Complete Workflow#

The MetaBeeAI pipeline can be run end-to-end or executed in stages. Each stage corresponds to one of the core submodules introduced in the Pipeline Overview section.

Note

Before running the workflow, ensure you have configured your API keys and environment variables as described in the Setup Guide.

Step 1 — Process PDFs to JSON#

metabeeai process-pdfs

Purpose: Convert PDFs into structured JSON chunks using the process_pdfs submodule. Output: data/papers/{paper_id}/pages/merged_v2.json

Step 2 — Extract Information with LLM#

# Process all papers (default configuration)
metabeeai llm

# Predefined configurations (you can choose any ofthe following three to preset the answer quality level you expect)
metabeeai llm --preset balanced   # Fast relevance + high-quality answers
metabeeai llm --preset fast       # Fast & cheap
metabeeai llm --preset quality    # High quality for critical analysis

# Process specific papers
metabeeai llm --papers 4YD2Y4J8 76DQP2DC

# Custom model selection
metabeeai llm --relevance-model "openai/gpt-4o-mini" --answer-model "openai/gpt-4o"

Purpose: Run LLM-based extraction using the metabeeai_llm submodule. Input: JSON chunks from Stage 1 Output: data/papers/{paper_id}/answers.json

Questions are defined in metabeeai_llm/questions.yml.

Step 3 — Human Review (Optional)#

metabeeai review

Purpose: Launch the graphical review interface provided by the llm_review_software submodule. Output: data/papers/{paper_id}/answers_extended.json

Features include PDF viewing, answer editing, and quality ratings.
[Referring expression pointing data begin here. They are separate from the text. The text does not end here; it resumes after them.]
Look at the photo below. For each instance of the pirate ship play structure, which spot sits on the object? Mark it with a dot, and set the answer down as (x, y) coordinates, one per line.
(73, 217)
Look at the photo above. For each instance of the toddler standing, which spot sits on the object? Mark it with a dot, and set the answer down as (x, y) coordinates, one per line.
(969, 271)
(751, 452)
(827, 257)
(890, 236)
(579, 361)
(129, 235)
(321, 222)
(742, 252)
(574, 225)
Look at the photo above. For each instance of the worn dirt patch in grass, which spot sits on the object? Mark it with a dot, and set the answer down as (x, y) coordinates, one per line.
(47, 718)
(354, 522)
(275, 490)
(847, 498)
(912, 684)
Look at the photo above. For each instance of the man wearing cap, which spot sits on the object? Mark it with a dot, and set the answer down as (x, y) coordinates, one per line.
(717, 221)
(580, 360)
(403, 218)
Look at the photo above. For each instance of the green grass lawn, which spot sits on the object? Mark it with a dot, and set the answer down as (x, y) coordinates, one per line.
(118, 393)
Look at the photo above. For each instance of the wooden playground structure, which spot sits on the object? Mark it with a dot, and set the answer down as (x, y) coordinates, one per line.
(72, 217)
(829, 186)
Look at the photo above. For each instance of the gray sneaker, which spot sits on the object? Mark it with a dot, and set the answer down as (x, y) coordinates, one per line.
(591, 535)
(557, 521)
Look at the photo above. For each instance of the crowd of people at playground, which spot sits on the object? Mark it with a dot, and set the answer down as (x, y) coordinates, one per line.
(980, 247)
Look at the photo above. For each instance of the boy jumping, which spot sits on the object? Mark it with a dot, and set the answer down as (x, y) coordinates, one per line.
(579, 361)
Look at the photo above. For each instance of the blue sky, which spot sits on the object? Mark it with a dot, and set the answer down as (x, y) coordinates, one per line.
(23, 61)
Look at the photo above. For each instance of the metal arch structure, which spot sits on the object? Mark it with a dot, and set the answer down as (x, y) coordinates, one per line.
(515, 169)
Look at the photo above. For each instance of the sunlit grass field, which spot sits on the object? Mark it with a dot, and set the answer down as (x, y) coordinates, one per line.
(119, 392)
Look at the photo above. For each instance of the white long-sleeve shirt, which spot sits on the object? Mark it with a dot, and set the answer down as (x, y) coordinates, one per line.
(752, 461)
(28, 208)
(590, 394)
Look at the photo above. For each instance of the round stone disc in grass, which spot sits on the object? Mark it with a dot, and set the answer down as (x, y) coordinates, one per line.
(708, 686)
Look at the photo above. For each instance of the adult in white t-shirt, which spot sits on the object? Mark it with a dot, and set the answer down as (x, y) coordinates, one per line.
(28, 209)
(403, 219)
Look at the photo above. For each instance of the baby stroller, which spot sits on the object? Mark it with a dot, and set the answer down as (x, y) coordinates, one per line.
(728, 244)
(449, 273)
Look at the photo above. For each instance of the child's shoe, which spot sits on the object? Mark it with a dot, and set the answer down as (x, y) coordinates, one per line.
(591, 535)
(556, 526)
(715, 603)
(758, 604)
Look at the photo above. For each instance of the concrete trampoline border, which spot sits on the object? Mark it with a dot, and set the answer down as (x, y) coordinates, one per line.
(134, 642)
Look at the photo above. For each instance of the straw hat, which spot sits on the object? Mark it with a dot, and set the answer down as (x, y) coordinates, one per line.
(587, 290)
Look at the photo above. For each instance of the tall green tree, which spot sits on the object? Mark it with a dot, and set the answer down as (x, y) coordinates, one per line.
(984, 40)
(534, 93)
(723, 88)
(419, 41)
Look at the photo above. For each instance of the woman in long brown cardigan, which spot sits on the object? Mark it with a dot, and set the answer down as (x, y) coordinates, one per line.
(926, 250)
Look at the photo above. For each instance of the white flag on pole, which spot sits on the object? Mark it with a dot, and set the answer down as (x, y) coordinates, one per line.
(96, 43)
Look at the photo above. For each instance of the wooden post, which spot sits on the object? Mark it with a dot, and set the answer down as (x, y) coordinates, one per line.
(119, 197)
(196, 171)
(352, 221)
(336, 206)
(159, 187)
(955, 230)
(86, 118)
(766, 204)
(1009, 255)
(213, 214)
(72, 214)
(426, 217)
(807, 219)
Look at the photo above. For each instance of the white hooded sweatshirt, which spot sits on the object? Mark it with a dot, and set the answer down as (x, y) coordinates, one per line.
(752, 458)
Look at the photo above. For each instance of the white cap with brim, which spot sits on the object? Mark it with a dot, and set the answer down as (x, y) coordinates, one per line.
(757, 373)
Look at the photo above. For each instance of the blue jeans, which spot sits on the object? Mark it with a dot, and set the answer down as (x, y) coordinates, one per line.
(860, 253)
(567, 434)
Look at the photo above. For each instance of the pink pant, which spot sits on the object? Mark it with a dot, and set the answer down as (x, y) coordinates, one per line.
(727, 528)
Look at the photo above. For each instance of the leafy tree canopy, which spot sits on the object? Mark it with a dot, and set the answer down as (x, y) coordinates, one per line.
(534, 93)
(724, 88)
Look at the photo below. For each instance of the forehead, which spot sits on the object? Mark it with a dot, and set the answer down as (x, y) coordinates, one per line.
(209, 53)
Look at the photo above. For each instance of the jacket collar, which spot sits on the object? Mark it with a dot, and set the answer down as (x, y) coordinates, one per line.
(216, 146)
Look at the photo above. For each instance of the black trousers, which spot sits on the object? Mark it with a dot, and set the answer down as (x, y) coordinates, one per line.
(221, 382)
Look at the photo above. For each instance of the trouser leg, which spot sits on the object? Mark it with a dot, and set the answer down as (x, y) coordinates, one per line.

Step 4 — Benchmarking and Evaluation#

Outputs generated in this section will be saved under the data/ folder on the main page.

4a. Prepare Reviewer Data

If you have CSV golden answers:

metabeeai prep-benchmark --papers-dir /path/to/papers --output data/benchmark_data_gui.json
# If you already ran the review GUI, reviewer data is read automatically from ``answers_extended.json``.

4b. Create Benchmark Dataset

metabeeai prep-benchmark

Purpose: Generate benchmarking datasets using the llm_benchmarking submodule. Output: data/benchmark_data.json or data/benchmark_data_gui.json

4c. Run Evaluation

metabeeai benchmark --question design
metabeeai benchmark --question population
metabeeai benchmark --question welfare

# Evaluate all at once
metabeeai benchmark

Output: deepeval_results/combined_results_{question}_{timestamp}.json

4d. Visualize Results

metabeeai plot-metrics

Output: deepeval_results/plots/accuracy_geval.png, deepeval_results/plots/completeness_geval.png, deepeval_results/plots/contextual_precision.png, deepeval_results/plots/contextual_recall.png, deepeval_results/plots/faithfulness.png, deepeval_results/plots/summary_metrics.png.

4e. Identify Problem Papers (Optional)

metabeeai edge-cases --num-cases 3

Output: edge_cases/edge-case-report.md

Step 5 — Data Analysis#

# Data analysis scripts (run as modules)
python -m metabeeai.query_database.trend_analysis
python -m metabeeai.query_database.network_analysis
python -m metabeeai.query_database.investigate_bee_species
python -m metabeeai.query_database.investigate_pesticides

Purpose: Perform large-scale data aggregation and analysis using the query_database submodule. Output: Analytical reports, plots, and datasets in src/metabeeai/query_database/output/.